Walk - Otterton Park
Walk information provided with help from Natural England. Map reproduced by permission of Ordnance Survey on behalf of HMSO. © Crown copyright and database right 2018. Ordnance Survey Licence number 100022021.
- From the eastern side of South Farm Road (nearest South Farm), take the track heading north towards Otterton and follow this above the eastern bank of the river.
- When Colliver Lane joins from the right, after about three quarters of a mile, at Otterton Park, turn onto it and follow it for about half a mile to Colliver Cross.
The pillars are from the mid nineteenth century and formed the entrance to Otterton Park. This was part of the Rolle Estate, at the time the largest land holding in Devon, covering nearly 56,000 acres.
The estate was established in 1519 by London merchant George Rolle, who bought up land in North Devon to start with. As a result of astuteness in both land purchase and matrimony the Rolle empire expanded during the next century, and by the beginning of the seventeenth century the family had moved into south east Devon. The acquisition of Bicton and Beer was followed by that of Exmouth (known at the time as Littleham Manor), as well as Otterton, East Budleigh, Colaton Raleigh, Harpford and a lot of other local properties.
Meanwhile the lands of the second oldest Barony in Britain, belonging to the Baron of Clinton (a title bestowed in 1299), were also beginning to expand by the seventeenth century, as the family started acquiring more local acreage. The male line died out at around the same time, and the Barony passed into the Trefusis family.
In 1822, Lord Rolle married Lady Louisa Trefusis, daughter of the seventeenth Baron of Clinton, and when he died twenty years later he left the Rolle Estate to his widow and her nephew, the Hon Mark Trefusis, who changed his name to Rolle and continued the family tradition of the continuing development of the estate. When he died in 1907, the whole estate passed to the twenty first Baron Clinton (a Trefusis in all but name), and the Clinton and Rolle Estates were merged, later being taken over as a commercial enterprise by Clinton Devon Estates Ltd.

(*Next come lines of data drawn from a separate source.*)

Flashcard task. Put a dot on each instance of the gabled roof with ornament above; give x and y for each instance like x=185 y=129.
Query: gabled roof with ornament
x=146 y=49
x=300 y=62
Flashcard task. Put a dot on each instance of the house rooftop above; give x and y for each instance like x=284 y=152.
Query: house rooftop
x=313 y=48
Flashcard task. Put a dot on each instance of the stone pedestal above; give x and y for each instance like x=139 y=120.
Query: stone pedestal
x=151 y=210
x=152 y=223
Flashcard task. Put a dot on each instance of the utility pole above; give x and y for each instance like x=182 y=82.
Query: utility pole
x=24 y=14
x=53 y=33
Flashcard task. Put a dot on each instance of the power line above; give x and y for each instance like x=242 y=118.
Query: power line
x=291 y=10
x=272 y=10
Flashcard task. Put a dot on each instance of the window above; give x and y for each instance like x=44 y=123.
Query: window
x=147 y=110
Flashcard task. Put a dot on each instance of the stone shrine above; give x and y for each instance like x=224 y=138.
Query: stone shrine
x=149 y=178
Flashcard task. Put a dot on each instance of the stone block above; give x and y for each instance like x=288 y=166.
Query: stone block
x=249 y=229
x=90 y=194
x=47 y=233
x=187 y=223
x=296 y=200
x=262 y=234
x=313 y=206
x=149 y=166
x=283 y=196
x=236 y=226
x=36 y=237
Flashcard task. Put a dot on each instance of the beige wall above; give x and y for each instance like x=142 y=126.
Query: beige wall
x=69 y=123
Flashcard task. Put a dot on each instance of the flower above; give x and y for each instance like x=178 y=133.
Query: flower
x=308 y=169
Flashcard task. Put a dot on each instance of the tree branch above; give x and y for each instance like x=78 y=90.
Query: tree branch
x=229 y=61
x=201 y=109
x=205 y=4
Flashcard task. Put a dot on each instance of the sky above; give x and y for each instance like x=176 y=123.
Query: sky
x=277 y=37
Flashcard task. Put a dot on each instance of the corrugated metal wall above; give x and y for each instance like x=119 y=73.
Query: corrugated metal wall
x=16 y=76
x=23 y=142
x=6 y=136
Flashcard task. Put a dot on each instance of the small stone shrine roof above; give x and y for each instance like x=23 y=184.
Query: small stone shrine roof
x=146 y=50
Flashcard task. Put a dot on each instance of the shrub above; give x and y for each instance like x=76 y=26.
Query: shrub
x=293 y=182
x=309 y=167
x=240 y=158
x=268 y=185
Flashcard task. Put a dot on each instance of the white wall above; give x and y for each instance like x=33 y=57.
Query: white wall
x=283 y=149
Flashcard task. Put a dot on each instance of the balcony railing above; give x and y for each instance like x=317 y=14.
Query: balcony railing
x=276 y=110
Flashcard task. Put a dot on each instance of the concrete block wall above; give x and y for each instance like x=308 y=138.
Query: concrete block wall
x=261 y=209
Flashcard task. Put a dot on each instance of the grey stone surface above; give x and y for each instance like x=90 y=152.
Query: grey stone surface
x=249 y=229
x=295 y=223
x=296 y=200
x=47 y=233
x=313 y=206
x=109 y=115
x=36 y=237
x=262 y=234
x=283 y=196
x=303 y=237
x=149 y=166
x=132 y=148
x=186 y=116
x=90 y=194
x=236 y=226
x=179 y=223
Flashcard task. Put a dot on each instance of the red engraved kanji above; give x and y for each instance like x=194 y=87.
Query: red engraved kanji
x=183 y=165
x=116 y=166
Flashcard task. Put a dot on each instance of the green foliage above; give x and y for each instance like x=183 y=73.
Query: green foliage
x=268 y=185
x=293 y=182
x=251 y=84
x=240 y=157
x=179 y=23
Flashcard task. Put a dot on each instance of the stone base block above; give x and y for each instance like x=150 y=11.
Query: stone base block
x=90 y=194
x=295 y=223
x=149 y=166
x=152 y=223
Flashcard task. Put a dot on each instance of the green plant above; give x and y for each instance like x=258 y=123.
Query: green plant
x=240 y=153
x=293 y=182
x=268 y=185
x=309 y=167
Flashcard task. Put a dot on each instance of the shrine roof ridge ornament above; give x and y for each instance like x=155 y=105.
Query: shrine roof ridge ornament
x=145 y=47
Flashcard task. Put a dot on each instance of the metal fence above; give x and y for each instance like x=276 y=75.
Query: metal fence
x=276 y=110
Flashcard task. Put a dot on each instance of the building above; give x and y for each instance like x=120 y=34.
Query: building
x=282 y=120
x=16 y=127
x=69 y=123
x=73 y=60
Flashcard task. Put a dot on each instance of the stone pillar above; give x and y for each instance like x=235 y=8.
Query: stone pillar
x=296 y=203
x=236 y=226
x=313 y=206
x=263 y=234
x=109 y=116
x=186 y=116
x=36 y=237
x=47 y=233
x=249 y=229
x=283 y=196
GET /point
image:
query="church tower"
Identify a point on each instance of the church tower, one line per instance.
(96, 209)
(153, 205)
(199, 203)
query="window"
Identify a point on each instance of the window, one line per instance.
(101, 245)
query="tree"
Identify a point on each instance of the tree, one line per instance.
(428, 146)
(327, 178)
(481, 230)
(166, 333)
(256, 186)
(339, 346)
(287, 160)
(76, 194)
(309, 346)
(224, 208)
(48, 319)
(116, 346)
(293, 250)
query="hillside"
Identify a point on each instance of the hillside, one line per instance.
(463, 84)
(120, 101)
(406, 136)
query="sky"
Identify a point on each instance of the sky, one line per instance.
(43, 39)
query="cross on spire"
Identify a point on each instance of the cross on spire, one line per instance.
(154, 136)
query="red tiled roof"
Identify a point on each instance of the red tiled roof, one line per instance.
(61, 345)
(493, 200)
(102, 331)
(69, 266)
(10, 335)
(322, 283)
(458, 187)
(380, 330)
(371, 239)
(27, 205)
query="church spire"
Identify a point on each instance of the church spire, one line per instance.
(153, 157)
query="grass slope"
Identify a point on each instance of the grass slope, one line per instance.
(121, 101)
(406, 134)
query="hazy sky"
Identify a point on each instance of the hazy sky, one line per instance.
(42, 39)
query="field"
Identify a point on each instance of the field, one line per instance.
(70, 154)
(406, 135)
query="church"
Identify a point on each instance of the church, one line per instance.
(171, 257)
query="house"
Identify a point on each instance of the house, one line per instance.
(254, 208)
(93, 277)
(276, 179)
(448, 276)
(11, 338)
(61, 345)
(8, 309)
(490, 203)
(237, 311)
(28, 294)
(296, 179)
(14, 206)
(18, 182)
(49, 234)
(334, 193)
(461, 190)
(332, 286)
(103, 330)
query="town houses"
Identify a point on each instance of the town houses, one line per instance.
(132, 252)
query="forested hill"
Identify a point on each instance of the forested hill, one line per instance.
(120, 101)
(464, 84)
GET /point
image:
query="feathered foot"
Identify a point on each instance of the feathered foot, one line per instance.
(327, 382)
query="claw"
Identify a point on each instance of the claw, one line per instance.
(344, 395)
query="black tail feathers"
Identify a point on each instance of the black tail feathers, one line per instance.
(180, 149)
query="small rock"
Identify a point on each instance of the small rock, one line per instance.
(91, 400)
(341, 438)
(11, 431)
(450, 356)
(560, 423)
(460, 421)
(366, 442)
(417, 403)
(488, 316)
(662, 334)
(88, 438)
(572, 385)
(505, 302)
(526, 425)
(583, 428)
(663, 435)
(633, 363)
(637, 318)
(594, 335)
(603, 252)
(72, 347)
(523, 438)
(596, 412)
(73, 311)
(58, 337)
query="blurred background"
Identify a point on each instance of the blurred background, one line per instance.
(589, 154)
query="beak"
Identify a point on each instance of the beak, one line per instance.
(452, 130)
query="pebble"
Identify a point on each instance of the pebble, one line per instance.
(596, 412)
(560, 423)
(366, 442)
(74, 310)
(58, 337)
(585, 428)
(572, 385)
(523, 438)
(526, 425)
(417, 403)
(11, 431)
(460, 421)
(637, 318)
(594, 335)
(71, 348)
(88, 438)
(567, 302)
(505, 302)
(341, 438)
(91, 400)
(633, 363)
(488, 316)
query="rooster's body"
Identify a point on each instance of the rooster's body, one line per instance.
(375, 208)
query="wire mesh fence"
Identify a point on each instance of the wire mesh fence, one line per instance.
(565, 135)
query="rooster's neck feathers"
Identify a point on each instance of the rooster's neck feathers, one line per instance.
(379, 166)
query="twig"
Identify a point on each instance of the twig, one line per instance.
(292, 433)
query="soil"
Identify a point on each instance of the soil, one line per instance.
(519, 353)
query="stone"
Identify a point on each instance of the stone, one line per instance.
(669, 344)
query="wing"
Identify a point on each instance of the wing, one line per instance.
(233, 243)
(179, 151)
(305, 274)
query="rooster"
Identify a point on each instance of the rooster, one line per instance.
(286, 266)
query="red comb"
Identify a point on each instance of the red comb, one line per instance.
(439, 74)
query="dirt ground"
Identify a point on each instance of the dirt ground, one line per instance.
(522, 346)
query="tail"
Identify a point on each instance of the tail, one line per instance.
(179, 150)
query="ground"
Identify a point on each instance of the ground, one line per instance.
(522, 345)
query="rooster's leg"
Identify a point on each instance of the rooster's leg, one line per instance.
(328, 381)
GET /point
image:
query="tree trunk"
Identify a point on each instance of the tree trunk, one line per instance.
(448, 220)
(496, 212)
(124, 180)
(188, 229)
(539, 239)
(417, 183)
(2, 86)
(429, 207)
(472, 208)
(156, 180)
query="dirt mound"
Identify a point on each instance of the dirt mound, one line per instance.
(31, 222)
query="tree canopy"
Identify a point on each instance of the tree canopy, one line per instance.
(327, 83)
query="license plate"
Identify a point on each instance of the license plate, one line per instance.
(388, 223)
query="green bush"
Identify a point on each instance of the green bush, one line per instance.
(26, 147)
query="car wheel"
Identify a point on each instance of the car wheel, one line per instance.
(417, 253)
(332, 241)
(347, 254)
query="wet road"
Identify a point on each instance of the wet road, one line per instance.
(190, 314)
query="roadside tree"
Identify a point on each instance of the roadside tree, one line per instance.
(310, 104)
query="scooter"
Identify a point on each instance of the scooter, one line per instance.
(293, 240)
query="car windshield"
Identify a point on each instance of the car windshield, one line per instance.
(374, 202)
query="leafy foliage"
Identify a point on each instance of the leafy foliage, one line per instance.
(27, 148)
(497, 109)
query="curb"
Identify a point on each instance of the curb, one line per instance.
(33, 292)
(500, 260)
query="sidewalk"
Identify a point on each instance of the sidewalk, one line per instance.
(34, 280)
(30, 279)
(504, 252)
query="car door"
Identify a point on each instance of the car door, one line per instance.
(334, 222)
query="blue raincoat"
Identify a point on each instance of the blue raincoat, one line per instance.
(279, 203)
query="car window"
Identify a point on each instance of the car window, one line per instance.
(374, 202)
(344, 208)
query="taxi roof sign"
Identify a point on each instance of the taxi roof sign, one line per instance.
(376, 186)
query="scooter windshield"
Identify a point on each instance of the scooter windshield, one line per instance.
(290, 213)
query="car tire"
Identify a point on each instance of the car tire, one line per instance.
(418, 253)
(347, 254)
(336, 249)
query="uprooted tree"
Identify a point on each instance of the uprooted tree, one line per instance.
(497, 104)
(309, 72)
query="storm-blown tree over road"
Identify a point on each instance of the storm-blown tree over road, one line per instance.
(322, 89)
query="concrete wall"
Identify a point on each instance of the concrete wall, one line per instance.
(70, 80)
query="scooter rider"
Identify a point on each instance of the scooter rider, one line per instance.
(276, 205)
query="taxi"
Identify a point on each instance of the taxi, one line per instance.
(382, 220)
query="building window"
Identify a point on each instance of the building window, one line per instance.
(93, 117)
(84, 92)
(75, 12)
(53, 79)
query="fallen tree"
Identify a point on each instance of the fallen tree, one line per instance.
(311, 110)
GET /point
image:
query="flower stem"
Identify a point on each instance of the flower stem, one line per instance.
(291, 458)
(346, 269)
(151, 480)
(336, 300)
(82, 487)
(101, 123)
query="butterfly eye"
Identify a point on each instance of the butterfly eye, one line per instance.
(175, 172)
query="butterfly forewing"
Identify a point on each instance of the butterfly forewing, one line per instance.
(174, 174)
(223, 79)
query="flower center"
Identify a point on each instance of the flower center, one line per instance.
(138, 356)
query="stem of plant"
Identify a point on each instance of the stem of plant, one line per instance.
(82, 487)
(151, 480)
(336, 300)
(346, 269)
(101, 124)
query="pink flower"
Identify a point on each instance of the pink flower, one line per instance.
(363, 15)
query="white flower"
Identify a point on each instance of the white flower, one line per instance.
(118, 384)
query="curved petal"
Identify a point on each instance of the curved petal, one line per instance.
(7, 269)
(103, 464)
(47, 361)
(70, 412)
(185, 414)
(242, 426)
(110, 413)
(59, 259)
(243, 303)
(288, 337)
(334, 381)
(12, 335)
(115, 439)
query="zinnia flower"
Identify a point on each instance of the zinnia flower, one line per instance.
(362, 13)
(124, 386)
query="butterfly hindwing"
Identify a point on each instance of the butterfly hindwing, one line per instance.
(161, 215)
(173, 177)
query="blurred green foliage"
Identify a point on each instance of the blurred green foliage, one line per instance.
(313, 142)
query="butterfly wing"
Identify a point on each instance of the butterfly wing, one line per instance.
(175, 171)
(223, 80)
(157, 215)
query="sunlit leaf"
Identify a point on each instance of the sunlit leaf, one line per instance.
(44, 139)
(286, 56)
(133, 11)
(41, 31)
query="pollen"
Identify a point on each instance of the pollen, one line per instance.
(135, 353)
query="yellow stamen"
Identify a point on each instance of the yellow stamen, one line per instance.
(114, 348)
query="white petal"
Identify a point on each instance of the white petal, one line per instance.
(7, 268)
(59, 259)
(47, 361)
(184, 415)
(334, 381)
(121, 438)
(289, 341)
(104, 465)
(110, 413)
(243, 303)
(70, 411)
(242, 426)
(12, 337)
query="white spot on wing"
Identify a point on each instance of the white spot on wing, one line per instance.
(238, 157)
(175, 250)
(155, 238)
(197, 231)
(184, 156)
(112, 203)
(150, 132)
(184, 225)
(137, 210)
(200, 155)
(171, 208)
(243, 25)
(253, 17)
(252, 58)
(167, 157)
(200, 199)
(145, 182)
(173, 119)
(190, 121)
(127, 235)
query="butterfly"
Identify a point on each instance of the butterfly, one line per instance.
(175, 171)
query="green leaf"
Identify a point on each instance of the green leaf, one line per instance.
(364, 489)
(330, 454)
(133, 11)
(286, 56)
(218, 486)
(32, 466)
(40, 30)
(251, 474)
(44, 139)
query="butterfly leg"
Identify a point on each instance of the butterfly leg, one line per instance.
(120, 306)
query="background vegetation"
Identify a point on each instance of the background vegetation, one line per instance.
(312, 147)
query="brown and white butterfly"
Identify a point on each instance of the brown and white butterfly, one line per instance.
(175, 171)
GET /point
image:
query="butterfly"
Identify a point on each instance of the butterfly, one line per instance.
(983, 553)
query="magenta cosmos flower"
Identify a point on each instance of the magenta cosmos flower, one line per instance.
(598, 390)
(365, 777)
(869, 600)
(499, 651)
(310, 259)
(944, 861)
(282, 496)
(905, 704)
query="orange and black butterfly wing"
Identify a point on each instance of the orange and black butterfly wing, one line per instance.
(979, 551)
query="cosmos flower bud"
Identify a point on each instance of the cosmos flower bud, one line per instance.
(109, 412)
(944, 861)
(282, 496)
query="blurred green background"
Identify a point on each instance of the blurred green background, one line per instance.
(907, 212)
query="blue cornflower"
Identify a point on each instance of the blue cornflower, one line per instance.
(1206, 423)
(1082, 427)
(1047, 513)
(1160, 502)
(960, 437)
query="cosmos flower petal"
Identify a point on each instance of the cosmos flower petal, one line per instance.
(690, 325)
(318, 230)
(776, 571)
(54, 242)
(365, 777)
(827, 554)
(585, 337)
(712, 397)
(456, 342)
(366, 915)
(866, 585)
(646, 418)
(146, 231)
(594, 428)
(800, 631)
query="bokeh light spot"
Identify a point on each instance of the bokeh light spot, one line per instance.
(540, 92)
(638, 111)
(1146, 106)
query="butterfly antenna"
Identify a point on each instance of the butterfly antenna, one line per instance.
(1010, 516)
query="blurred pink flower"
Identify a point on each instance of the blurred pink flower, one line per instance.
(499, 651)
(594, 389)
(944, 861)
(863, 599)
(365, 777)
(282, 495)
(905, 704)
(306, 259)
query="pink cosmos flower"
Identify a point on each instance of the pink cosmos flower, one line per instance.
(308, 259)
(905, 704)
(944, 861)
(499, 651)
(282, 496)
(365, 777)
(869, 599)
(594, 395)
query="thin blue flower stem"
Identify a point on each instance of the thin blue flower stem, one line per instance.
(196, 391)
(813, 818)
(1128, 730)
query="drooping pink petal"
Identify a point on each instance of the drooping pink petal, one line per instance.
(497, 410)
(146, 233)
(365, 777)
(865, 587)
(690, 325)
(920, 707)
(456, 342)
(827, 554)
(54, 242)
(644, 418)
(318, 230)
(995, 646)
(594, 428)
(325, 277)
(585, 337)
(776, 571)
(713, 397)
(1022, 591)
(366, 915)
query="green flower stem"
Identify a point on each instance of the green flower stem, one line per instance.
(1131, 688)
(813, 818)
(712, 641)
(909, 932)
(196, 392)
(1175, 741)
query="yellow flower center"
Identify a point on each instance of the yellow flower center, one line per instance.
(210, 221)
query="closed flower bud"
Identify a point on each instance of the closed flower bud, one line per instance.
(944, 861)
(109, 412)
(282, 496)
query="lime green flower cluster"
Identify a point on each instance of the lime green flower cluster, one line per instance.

This did nothing to diminish the vastness of the estate, however. Even as late as 1945, 95% of Otterton, for example, was still owned by the Clinton family, with the majority of the tenants being employees of the estate (see the Passaford and Pavers Walk).
- Turn left onto Colliver Lane and walk downhill towards Otterton.
- After a little less than half a mile, turn right onto Lea Lane, forking right shortly afterwards.
- Turn left on Stantyway Road, forking right a moment later to turn right again down Stantyway Close, and carry on along the footpath until you come to the Coast Path.
- On the Coast Path turn right and stay with it for the next two and a half miles as it heads down to the point and then turns back on itself to follow the River Otter back to South Farm Road and the start of the walk.
Halfway down this coastline is Brandy Head. As its name suggests, this was a popular place for local smugglers to land their contraband. It was an even busier place a century or two later, during World War II, when it was used to test new aircraft-mounted cannon and gun sights.
Opened in July 1940, the Brandy Head range was used by the RAF Gunnery Research Unit, based at Exeter Airport, to test turret-mounted guns, as well as wing-mounted cannon and later nose-mounted ones. Targets such as flags and steel structures were placed out in the bay, and aircraft such as Typhoons, Hurricanes and Spitfires used them to test their weapons. Later, an armour-plated target was placed in the fields behind the Observation Hut, which is still visible beside the Coast Path.
As you round the point above Otterton Ledge you will be able to see below you a small headland of the red Triassic sandstone for which the East Devon coast is noted (see the Colaton Raleigh and the West Down Beacon walks). Look ahead, across the mouth of the river, and see the red sandstone face of West Cliff through the trees.
As you walk back up above the River Otter, you will see large flocks of wildfowl fishing around the sandbanks. A little way along this path there is a hide, for those interested in staying to watch awhile. The Otter Estuary is managed as a nature reserve, and the saltmarsh habitat attracts a wide variety of birds (see the Otter Valley Wildlife Walk).